Industrial Magnetic Waste Collecting Robotic Vehicle

Industrial Magnetic Waste Collecting Robotic Vehicle

Inspiration

Industrial magnetic waste or magnetic metal scrap is the combination of left-over, obsolete, unused, or inoperable metal waste (iron filings in most cases) produced in factories or production houses, that can be recycled and reused in order to save production costs. Recycling and reusing such scrap metal would indeed preserve the environment. However, it often happens in industries that due to the automated processes, the scraps pile up rapidly every day and it becomes very difficult to manage it. Currently, semi-trailer trucks are manually controlled by employees to scoop scrap piles to its designated place in order to work with them efficiently, but the downside to this method is that they also end up scooping non-magnetic debris like plastic which creates a second task of separating our desired metal scrap from the rest, which is a tedious process. If the task of separating the desired magnetic metal is not done correctly, the manufacturer could risk spoiling his recycling machinery. Additionally, cleaning and separating such waste is very tedious for a human being. To solve this problem, we have taken inspiration from the Disney film Wall-E (whose sole purpose was tidying up the planet) and have designed a project that is autonomous in itself so it can navigate around the factory without getting damaged and synchronously perform the waste collection. We have also exploited the scrap’s property of having an affinity to magnets in order to eliminate the second task of separating the waste altogether. We have implemented a manual override switch to toggle to the remote-control mode for a case where the autonomous robotic vehicle does not operate as planned. Additionally, we have also fit lights and music to let the factory workers know of the bot’s presence, especially during the night.

What it does

Our project aims to automate the process of collecting industrial magnetic waste like iron filings using a robotic vehicle. This vehicle will autonomously move around the floor plan avoiding obstacles along its path while collecting magnetic scrap metal using its arm. The arm will have an electromagnet that will magnetize to collect the scrap metal and then fold itself to demagnetize and drop the scrap metal in the container placed in the middle. To avoid collision between the arm and the wall, this arm will also fold when a wall is detected adjacent to it. The robotic vehicle would also have a wireless remote control for a contingency situation where the obstacle avoidance circuit would fail, and manual operation is required.

How we built it

We have successfully tested and implemented the model. All milestones were achieved in time. The ultrasonic values were not perfect, so a bit of approximation had to be done to set the range. The electromagnet was almost industry grade in terms of its magnetic power. For the sake of this project, we had to reduce its strength by providing low PWMs to it with the hope that residual magnetism would wear off fast enough so that the ‘metal scrap’ can be easily collected in the container. With the given time and resources, we even managed to find some time to add extra features to the project. All in all, the project was a grand success, and we are really grateful for having the opportunity to express our creativity.

Challenges we ran into

Our design of the robotic arm has only one degree of freedom, which restricted our precision of making the collected scrap fall exactly inside the installed container. The main obstacle that we faced while executing our project was the generation of residual magnetism in the electromagnet and hence, even after demagnetizing it, the scrap wouldn’t fall. To solve this, a better electromagnet which generates very less residual magnetism could be used in the future.

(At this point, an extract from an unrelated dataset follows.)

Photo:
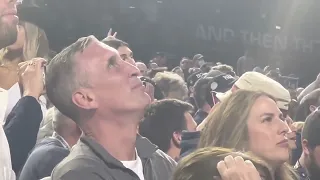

Accomplishments that we're proud of

We are really proud of achieving the synchronous robotic arm movement where three different parts like servo motor, electromagnet and an ultrasonic sensor functioned together. We are also very happy with our RF remote control circuit which gives the user a manual control.

What we learned

We have learnt a lot from this project, especially the technicalities of Timers and Interrupts in Atnega328P. We have not only implemented our proposed project idea, but have also gone above and beyond in implementing additional features.

What's next for Industrial Magnetic Waste Collecting Robotic Vehicle

This project can be expanded in the future by adding a camera for monitoring and then performing path planning using a Raspberry Pi where the entire floorplan can be pre-mapped better operation. We also wish to implement a scrap overflow alarm using an IR sensor and buzzer. Since we are only implementing one arm for this project idea, we would like to implement another arm on the other side.